Intro to RISC-V
Assembly Languages
Instruction Set Architecture (ISA)
- A set of available operations implemented by a specific type of CPU
- Describe almost any behaviour
- ISA defines an assembly language
With assembly languages, almost everything is explicitly handled by the programmer.
RISC
Reduced Instruction Set Computer
- Instruction set simple and small
- Software do complicated operations
RISC-V
https://cs61c.org/su24/pdfs/resources/reference-card.pdfhttps://venus.cs61c.org/
- RISC-V is little endian
Design Principle
- Simplicity favours regularity
- Smaller is faster
- Good design demands good compromises
RISC-V Registers
Overview
- A RISC-V system is composed of two main parts:
- The CPU, which is responsible for computing
- Main memory, which is responsible for long-term data storage
- The CPU is designed to be extremely fast, often completing multiple instructions every nanosecond
- Going to main memory often takes hundreds or even thousands of nanoseconds.
- The CPU can store a small amount of data, through components called registers.
Registers
- A register is a CPU component designed to store a small amount of data.
- Each register stores 32 bits of data (for a 32-bit system) or 64 bits of data (for a 64-bit system).
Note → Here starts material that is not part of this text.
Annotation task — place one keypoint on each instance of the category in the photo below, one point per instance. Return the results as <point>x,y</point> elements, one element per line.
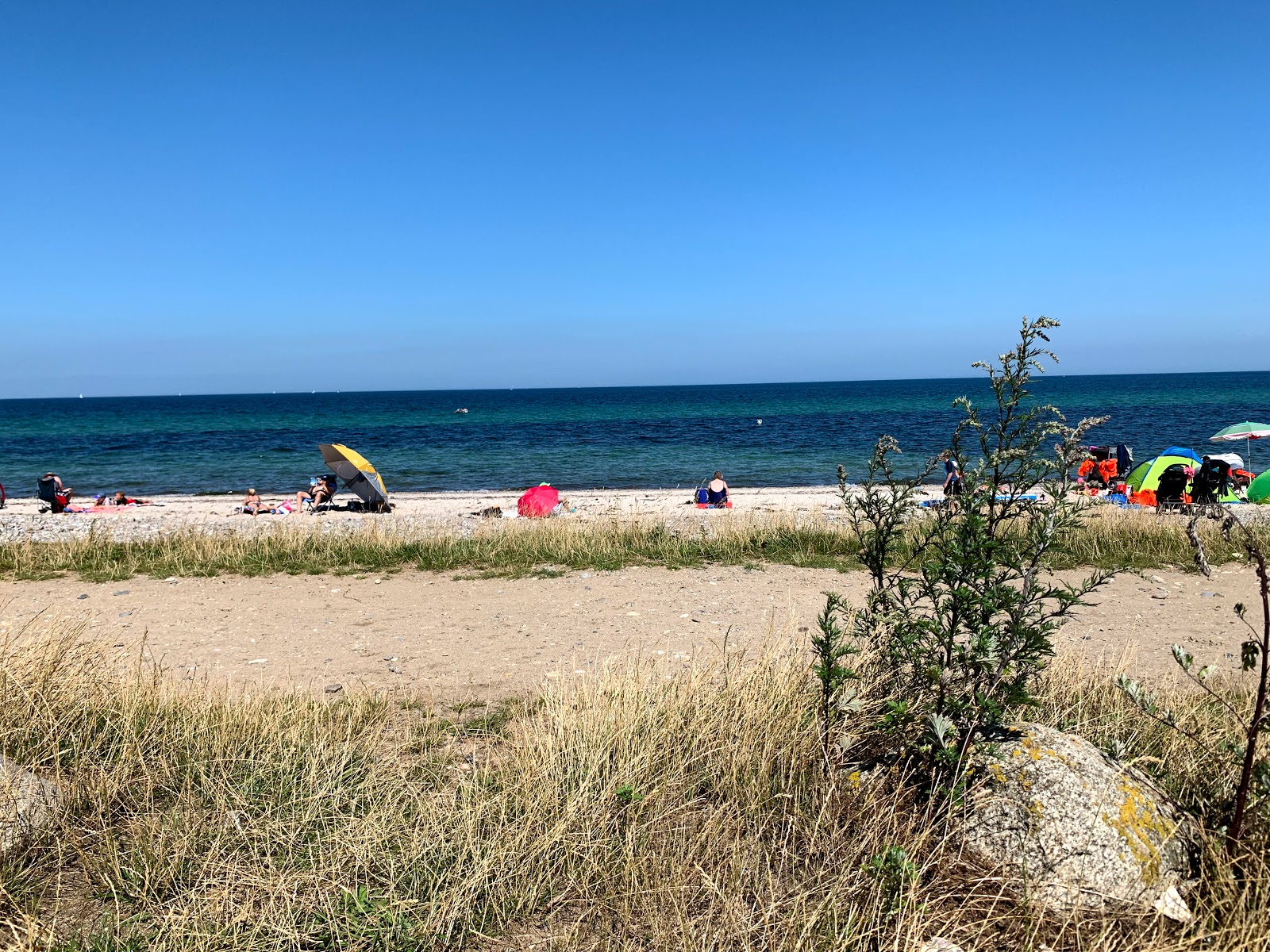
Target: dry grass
<point>630,810</point>
<point>1108,539</point>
In this class, we use 32-bit only.
- RISC-V gives access to 32 registers
- The size and number of registers is fixed (you can think of them as being implemented in hardware)
Registers in RISC-V
- RISC-V gives access to 32 registers
- Registers are numbered from 0 to 31
- Referred to by number: x0 – x31
- The register x0 is special and always stores 0 (trying to write data to that register results in the write being ignored). As such, we have 31 registers available for data storage
- The other 31 registers are all identical in behavior; the only difference between different registers is the conventions we follow when using them.